In 2014, Michelle Carter encouraged her boyfriend Conrad Roy to take his own life. More recently, Inyoung You allegedly pressured Boston College student Alexander Urtula to kill himself.
In July 2019, state representative Natalie M. Higgins, (D-Worcester’s 4th district) and Senator Barry R. Finegold (D-Second Essex and Middlesex) filed the bill, known as Conrad’s Law, as the judicial committee was wrapping up its session.
“We want to make clear to the community at large that you can’t coerce someone into committing suicide,” Higgins said. “We’ve come a long way with addressing addiction. But there’s still no crack in the stigma around mental health. This bill opens the conversation. We hope to have a new generation that is not uncomfortable talking about mental health needs.”
The death of Urtula, the Boston College student, is adding to the sense of urgency to pass this bill. “This gap needs to be addressed,” said Higgins. “Manslaughter is not the right charge for this behavior. We need to criminalize this behavior, which rises above bullying and hurtful words.”
Higgins pointed out that when a loved one with a mental health crisis informs others of their struggles, they would expect to receive support and help.
“These two cases are completely opposite that. They were encouraged and helped with the means to commit suicide,” she said. “We need to help those with mental health who struggle find resources and connect them to people within the right systems.”
Although some groups have expressed concerns over violation of the right to free speech guaranteed by the First Amendment, Higgins reported that case law has already put the constitutionality of this law to the test. She pointed out that 42 other states already have similar legislation on their books.
Finegold also aims to reduce mental health stigma with this law.
“We are facing an epidemic of teen suicide in this country. While teen pregnancy rates are down and teen drunk driving rates are down, teen suicide has been skyrocketing for two decades. The Conrad Roy/Michelle Carter case showed us that Massachusetts is ill equipped to deal with cases of coerced suicide, and the most recent tragedy at Boston College emphasizes how badly Massachusetts needs to fill the clear gap in our laws,” he said.
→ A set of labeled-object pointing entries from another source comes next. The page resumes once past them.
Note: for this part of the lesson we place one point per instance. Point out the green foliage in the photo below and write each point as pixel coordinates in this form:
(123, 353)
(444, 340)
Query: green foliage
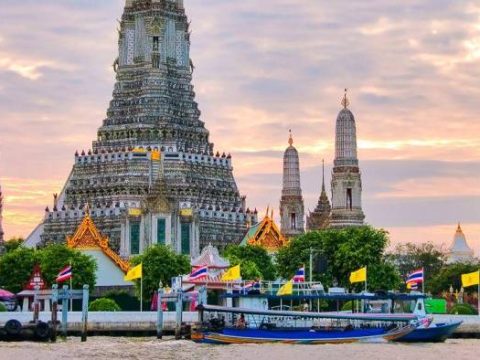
(344, 251)
(13, 244)
(17, 265)
(160, 263)
(55, 257)
(254, 261)
(450, 275)
(16, 268)
(104, 304)
(463, 309)
(410, 256)
(347, 306)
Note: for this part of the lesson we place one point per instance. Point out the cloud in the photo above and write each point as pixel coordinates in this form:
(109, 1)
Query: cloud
(412, 69)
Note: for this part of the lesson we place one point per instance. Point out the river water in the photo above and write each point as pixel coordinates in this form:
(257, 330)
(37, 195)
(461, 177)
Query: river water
(113, 348)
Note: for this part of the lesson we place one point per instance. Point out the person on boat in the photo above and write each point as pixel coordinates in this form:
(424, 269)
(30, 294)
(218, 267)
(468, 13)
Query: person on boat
(241, 324)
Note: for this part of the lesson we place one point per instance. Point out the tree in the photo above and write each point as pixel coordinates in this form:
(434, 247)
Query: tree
(342, 252)
(54, 258)
(410, 256)
(16, 268)
(160, 263)
(254, 261)
(451, 275)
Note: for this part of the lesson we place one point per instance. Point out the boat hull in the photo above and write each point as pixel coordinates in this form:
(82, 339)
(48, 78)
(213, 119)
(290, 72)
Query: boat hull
(437, 333)
(302, 336)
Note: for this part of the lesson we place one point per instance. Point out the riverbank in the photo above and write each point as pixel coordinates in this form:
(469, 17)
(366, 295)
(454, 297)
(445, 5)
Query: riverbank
(144, 323)
(151, 348)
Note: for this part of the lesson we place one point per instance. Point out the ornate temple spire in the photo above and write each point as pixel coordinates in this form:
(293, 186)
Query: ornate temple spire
(345, 102)
(1, 218)
(346, 177)
(323, 175)
(459, 251)
(291, 203)
(319, 219)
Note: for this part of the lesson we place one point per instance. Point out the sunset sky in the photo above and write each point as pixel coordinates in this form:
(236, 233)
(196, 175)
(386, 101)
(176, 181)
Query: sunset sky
(263, 67)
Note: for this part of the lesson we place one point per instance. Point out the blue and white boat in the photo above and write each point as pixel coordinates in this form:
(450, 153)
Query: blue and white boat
(217, 327)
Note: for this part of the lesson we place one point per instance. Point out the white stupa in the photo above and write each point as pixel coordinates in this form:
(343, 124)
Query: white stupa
(459, 251)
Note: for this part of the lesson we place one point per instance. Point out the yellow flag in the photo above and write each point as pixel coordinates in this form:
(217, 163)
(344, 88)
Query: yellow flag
(359, 275)
(471, 279)
(134, 273)
(232, 274)
(286, 289)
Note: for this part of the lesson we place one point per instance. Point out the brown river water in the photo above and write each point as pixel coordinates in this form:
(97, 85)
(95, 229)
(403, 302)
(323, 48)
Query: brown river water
(150, 348)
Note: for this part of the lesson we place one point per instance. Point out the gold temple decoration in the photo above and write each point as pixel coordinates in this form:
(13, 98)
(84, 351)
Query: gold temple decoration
(290, 139)
(266, 234)
(87, 237)
(345, 101)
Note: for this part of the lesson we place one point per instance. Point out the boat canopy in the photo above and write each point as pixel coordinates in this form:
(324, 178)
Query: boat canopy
(312, 315)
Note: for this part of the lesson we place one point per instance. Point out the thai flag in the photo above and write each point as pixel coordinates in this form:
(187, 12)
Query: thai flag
(299, 275)
(415, 277)
(199, 272)
(412, 286)
(65, 274)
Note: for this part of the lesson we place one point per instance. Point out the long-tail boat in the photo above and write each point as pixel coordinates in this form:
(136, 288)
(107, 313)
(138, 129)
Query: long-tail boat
(219, 325)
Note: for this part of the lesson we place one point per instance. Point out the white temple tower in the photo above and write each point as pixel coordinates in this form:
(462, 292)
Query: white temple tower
(291, 204)
(346, 177)
(459, 251)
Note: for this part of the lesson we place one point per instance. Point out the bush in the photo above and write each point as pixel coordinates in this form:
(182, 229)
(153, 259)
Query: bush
(463, 309)
(347, 306)
(104, 304)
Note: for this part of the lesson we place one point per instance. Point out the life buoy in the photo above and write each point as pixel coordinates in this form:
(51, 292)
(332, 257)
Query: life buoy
(42, 331)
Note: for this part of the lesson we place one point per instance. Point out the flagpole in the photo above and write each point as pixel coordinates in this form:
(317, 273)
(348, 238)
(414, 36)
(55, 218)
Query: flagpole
(366, 278)
(71, 286)
(423, 281)
(141, 294)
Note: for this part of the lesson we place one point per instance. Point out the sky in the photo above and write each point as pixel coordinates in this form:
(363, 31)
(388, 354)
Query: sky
(412, 68)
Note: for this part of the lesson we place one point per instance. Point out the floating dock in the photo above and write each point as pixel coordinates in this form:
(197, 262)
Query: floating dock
(144, 323)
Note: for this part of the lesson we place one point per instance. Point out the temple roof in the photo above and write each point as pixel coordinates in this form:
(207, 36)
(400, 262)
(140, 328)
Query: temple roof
(211, 258)
(87, 237)
(265, 234)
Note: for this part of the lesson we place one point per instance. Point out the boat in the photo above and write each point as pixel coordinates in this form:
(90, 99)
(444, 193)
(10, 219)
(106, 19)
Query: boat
(438, 332)
(383, 303)
(264, 326)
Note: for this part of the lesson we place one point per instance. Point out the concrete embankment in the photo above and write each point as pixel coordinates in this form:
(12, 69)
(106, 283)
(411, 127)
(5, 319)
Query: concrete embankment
(145, 322)
(109, 322)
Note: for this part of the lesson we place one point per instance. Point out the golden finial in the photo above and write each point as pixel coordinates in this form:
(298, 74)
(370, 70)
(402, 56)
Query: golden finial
(459, 228)
(345, 101)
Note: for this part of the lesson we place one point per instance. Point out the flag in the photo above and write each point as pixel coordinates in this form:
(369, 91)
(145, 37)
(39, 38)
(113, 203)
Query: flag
(286, 289)
(65, 274)
(412, 286)
(299, 275)
(199, 272)
(134, 273)
(415, 277)
(471, 279)
(359, 275)
(232, 274)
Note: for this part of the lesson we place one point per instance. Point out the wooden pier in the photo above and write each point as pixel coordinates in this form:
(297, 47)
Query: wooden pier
(145, 323)
(104, 323)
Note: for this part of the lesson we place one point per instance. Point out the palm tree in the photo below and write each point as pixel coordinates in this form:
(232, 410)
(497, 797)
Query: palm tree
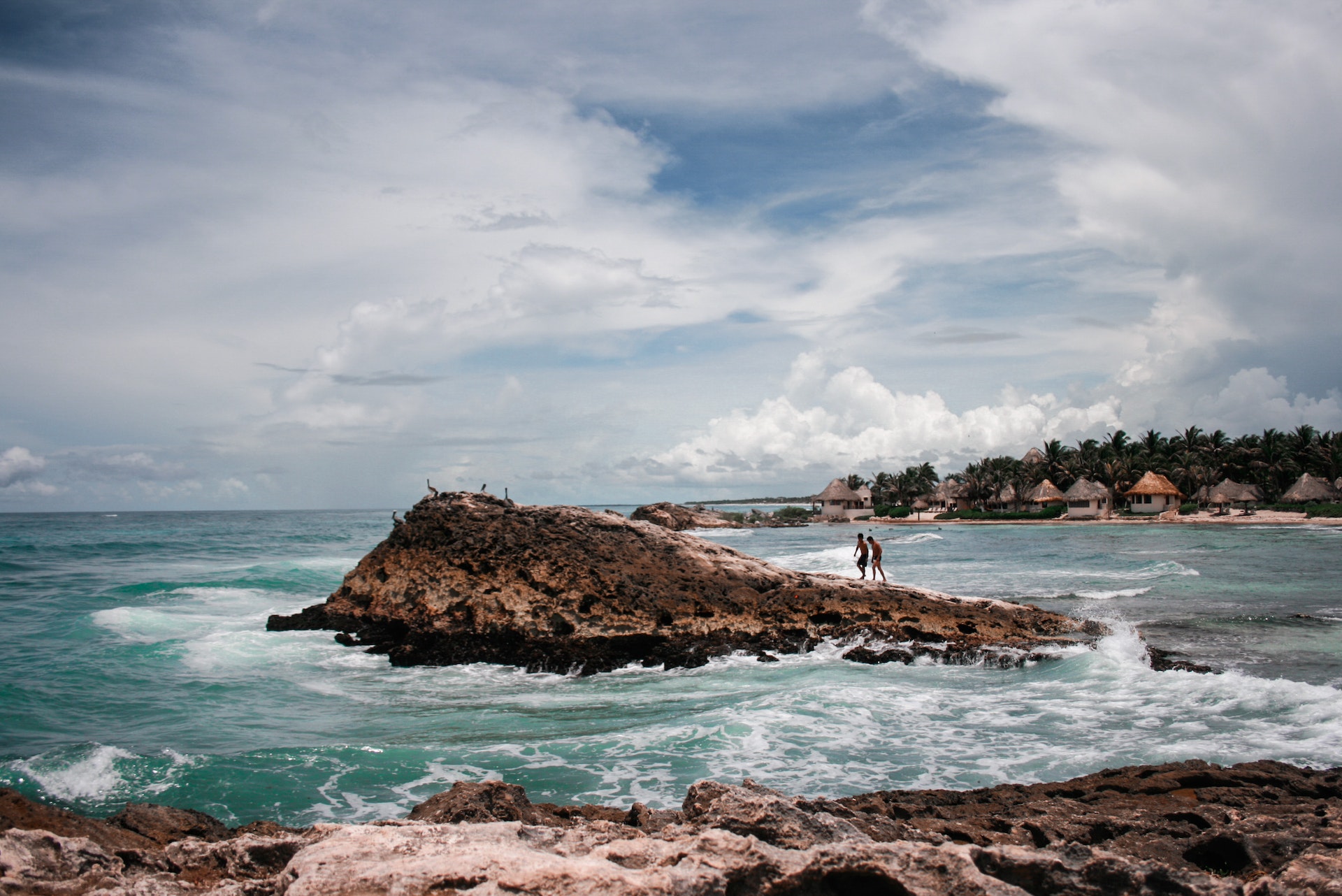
(1055, 461)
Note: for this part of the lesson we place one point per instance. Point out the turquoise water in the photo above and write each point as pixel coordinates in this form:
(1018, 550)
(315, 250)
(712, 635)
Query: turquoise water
(136, 667)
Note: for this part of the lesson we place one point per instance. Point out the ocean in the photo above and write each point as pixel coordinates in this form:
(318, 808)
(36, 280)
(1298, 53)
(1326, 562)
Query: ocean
(136, 667)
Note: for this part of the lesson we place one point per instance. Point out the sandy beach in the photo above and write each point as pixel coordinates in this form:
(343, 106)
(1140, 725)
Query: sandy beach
(1202, 518)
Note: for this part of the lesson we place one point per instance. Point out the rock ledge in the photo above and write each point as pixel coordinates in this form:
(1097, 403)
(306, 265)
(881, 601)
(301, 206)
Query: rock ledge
(474, 579)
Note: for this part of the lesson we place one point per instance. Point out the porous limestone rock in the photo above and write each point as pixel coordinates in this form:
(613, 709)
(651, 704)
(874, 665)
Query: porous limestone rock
(753, 841)
(474, 579)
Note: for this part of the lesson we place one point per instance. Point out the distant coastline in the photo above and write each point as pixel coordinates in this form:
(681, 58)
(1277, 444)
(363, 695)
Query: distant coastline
(805, 499)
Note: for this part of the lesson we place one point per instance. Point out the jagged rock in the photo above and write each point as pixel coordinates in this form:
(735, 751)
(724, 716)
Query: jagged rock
(477, 802)
(42, 862)
(1081, 871)
(166, 824)
(19, 812)
(472, 579)
(246, 858)
(678, 518)
(618, 860)
(1243, 820)
(1174, 830)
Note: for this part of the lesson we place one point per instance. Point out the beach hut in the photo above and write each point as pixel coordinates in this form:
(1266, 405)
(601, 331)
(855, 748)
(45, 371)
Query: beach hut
(1086, 499)
(1044, 494)
(1006, 498)
(949, 494)
(839, 500)
(1153, 494)
(1229, 493)
(1310, 489)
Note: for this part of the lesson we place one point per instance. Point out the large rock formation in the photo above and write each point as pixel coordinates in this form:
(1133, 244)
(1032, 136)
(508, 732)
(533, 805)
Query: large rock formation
(1191, 828)
(474, 579)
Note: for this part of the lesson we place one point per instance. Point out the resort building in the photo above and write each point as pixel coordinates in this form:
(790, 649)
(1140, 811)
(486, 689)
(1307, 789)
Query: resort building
(1308, 489)
(1088, 499)
(1153, 494)
(840, 500)
(1229, 493)
(1044, 494)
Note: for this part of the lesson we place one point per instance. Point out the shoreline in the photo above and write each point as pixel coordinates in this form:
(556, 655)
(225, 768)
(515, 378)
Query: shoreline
(1251, 830)
(1202, 518)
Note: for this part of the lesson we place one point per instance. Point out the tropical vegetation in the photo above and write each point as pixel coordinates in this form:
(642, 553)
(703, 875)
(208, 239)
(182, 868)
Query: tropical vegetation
(1191, 459)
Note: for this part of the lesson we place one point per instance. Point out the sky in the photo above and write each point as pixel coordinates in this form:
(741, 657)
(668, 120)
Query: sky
(287, 254)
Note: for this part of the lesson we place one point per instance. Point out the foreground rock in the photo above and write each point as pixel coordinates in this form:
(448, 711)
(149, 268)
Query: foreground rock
(1255, 830)
(472, 579)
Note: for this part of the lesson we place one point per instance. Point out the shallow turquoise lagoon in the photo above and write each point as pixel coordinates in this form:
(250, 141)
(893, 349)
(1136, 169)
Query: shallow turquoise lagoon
(136, 667)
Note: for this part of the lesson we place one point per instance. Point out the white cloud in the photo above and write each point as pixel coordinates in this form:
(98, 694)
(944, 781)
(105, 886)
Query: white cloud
(1254, 398)
(19, 464)
(1202, 140)
(856, 423)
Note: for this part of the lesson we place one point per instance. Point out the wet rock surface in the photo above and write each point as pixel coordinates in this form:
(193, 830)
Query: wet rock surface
(1191, 828)
(474, 579)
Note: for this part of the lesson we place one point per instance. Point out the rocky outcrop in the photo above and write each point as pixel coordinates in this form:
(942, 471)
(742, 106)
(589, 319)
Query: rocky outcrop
(679, 518)
(474, 579)
(1137, 830)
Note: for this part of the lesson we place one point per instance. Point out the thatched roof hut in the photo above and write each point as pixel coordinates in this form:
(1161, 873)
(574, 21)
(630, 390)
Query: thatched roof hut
(1153, 484)
(838, 490)
(949, 489)
(1086, 490)
(1310, 489)
(1229, 493)
(1046, 493)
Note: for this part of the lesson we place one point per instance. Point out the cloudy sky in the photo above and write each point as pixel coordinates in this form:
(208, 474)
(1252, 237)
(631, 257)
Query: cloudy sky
(298, 254)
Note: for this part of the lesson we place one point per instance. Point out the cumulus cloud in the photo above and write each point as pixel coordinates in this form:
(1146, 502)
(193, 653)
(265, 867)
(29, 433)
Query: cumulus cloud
(1199, 140)
(858, 423)
(1254, 398)
(19, 464)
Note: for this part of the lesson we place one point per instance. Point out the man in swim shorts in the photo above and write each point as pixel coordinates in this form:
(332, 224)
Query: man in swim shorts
(860, 550)
(875, 560)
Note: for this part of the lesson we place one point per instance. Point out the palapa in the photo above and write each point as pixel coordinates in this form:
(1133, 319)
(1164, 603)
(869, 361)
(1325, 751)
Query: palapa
(1153, 483)
(1310, 489)
(838, 490)
(1229, 493)
(1046, 493)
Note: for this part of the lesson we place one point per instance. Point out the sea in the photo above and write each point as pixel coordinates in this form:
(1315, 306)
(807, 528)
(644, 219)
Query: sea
(136, 667)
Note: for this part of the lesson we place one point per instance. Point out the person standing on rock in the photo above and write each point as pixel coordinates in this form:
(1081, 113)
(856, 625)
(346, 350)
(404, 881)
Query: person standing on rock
(875, 558)
(860, 550)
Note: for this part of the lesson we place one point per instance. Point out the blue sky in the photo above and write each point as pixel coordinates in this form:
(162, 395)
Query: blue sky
(286, 254)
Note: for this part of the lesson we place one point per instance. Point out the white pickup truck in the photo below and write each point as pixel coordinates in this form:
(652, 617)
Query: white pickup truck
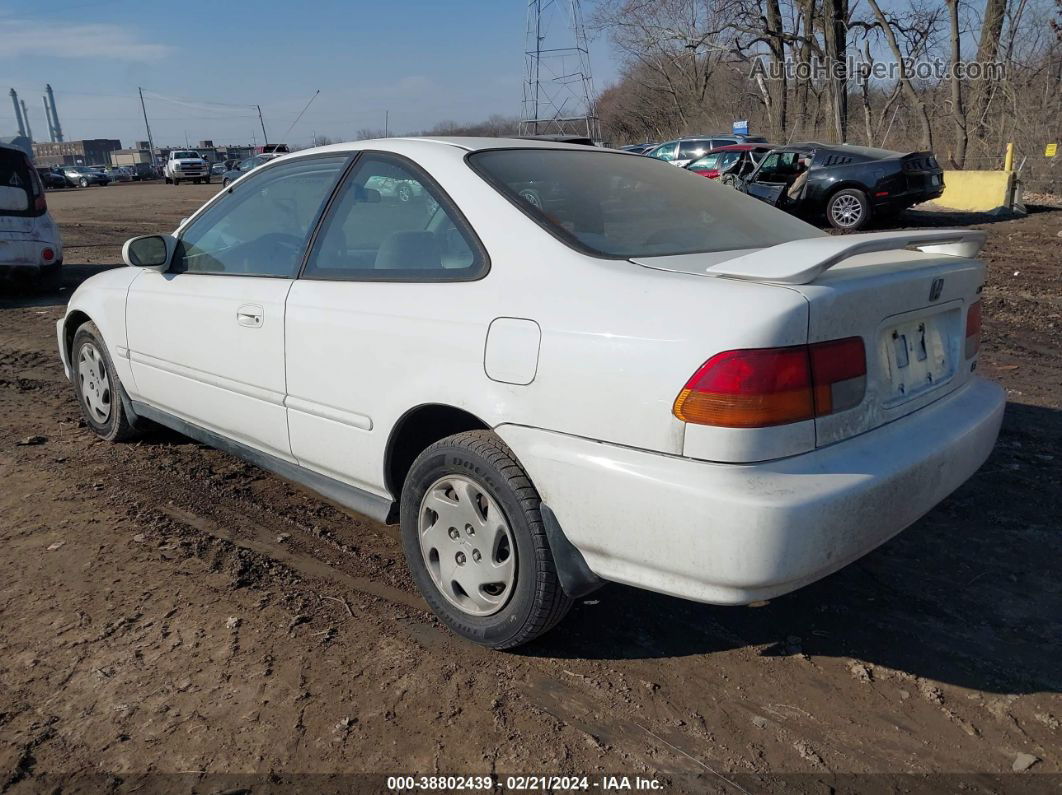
(186, 165)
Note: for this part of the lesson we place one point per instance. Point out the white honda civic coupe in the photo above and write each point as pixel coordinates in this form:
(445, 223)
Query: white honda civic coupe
(554, 366)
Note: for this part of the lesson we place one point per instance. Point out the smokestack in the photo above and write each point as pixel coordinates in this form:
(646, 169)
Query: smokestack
(18, 113)
(26, 118)
(55, 114)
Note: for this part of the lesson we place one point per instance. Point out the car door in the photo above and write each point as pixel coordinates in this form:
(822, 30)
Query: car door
(769, 180)
(206, 336)
(376, 310)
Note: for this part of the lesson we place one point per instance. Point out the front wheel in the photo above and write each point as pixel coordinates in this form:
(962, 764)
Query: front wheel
(98, 387)
(848, 209)
(475, 541)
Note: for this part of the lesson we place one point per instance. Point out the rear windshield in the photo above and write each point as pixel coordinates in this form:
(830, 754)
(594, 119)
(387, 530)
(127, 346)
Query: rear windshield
(18, 185)
(623, 206)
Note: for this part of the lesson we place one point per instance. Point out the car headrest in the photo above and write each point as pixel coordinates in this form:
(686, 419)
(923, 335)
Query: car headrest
(409, 249)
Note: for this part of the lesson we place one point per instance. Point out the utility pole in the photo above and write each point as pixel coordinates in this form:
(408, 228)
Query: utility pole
(264, 135)
(559, 99)
(151, 141)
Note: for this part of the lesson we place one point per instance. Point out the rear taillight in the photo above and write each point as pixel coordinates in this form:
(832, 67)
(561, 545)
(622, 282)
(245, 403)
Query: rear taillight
(973, 329)
(768, 386)
(839, 375)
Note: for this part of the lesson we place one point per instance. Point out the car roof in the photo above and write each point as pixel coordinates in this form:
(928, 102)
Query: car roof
(742, 148)
(465, 143)
(842, 149)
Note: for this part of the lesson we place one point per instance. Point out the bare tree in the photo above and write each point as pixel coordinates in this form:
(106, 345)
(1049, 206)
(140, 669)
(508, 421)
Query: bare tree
(913, 98)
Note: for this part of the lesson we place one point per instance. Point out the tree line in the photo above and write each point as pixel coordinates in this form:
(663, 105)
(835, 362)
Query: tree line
(814, 70)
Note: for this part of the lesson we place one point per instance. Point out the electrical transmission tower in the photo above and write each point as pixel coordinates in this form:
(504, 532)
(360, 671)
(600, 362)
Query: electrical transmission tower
(559, 89)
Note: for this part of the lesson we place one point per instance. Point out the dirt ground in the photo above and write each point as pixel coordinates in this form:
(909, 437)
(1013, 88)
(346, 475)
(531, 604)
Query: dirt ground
(166, 608)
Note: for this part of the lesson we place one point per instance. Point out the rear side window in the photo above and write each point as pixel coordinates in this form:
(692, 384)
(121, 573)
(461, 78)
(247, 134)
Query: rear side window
(260, 226)
(392, 223)
(19, 185)
(620, 206)
(665, 152)
(692, 150)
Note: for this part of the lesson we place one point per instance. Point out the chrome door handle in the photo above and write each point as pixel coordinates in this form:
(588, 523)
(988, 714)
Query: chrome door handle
(251, 315)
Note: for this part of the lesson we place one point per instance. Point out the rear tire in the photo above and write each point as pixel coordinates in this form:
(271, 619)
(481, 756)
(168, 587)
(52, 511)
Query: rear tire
(489, 517)
(98, 387)
(848, 209)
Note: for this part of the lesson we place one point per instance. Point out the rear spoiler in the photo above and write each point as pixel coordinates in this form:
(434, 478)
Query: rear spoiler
(801, 261)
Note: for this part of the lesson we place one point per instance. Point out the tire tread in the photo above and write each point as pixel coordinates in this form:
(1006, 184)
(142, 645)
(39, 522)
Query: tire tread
(550, 603)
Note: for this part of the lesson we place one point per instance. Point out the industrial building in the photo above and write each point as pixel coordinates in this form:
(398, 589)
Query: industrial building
(88, 152)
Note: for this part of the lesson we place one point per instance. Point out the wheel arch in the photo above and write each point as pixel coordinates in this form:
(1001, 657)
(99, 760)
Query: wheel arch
(843, 185)
(417, 429)
(72, 322)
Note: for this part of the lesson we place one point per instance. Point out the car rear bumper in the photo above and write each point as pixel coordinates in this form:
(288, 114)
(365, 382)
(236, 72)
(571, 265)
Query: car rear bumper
(21, 259)
(735, 534)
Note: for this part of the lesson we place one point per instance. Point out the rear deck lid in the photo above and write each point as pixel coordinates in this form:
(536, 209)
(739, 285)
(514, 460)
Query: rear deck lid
(909, 308)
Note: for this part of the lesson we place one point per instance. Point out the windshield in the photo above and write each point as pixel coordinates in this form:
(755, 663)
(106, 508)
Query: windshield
(18, 187)
(627, 206)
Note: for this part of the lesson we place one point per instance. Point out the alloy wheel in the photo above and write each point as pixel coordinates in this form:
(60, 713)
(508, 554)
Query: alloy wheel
(846, 210)
(95, 383)
(467, 546)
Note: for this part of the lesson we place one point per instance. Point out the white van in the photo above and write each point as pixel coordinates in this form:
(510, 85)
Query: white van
(30, 246)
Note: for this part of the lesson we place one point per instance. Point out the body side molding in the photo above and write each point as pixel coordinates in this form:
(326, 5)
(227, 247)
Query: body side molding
(372, 505)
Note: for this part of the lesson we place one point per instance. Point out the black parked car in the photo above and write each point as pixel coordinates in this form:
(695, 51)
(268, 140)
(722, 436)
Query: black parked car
(85, 175)
(52, 178)
(849, 185)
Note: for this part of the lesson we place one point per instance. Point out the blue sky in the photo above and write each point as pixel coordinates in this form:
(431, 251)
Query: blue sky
(424, 61)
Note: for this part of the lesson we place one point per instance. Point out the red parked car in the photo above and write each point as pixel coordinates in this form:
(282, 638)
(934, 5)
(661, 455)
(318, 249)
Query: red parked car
(736, 158)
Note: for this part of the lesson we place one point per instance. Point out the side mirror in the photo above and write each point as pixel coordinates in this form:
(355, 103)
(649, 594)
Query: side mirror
(149, 252)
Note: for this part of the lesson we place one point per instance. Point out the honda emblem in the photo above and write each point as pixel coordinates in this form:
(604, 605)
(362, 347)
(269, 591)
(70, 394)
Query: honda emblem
(937, 289)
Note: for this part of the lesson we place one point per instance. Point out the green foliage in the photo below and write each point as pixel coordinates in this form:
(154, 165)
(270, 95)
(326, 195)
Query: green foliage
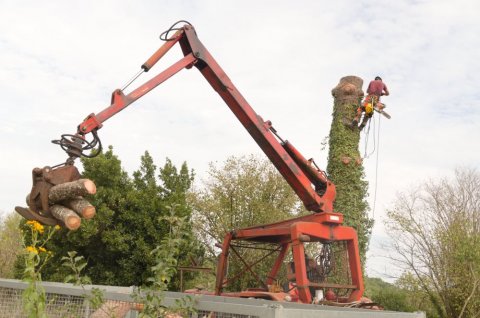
(118, 240)
(166, 260)
(436, 236)
(10, 244)
(76, 265)
(352, 189)
(35, 258)
(242, 192)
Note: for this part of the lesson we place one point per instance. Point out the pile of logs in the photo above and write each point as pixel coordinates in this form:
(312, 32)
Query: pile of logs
(67, 204)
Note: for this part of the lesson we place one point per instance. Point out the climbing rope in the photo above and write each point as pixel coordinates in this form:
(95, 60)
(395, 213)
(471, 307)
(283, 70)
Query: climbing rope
(376, 147)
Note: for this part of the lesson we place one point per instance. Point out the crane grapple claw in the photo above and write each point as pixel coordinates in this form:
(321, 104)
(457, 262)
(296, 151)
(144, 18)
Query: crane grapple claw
(43, 179)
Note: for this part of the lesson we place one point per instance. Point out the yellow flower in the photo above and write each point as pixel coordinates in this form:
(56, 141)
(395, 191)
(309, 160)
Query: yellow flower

“If passed, this bill would create a narrowly tailored law that fits the crime we have now seen in multiple cases involving our young people. That way, district attorneys wouldn’t have to overcharge with a crime that carries a 20-year maximum sentence, while at the same time sending a strong message to those who would coerce vulnerable people that it’s unacceptable behavior.”
MaryRose Mazzola, Senator Finegold’s chief of staff, reported that the Judicial Committee heard the bill on November 12. “The next step is they will delve deeper. The chair will poll the committee and either report favorably or call for more study,” she said.
“Representative Higgins and Senator Finegold are currently reaching out to colleagues and have more than 20 co-sponsors.”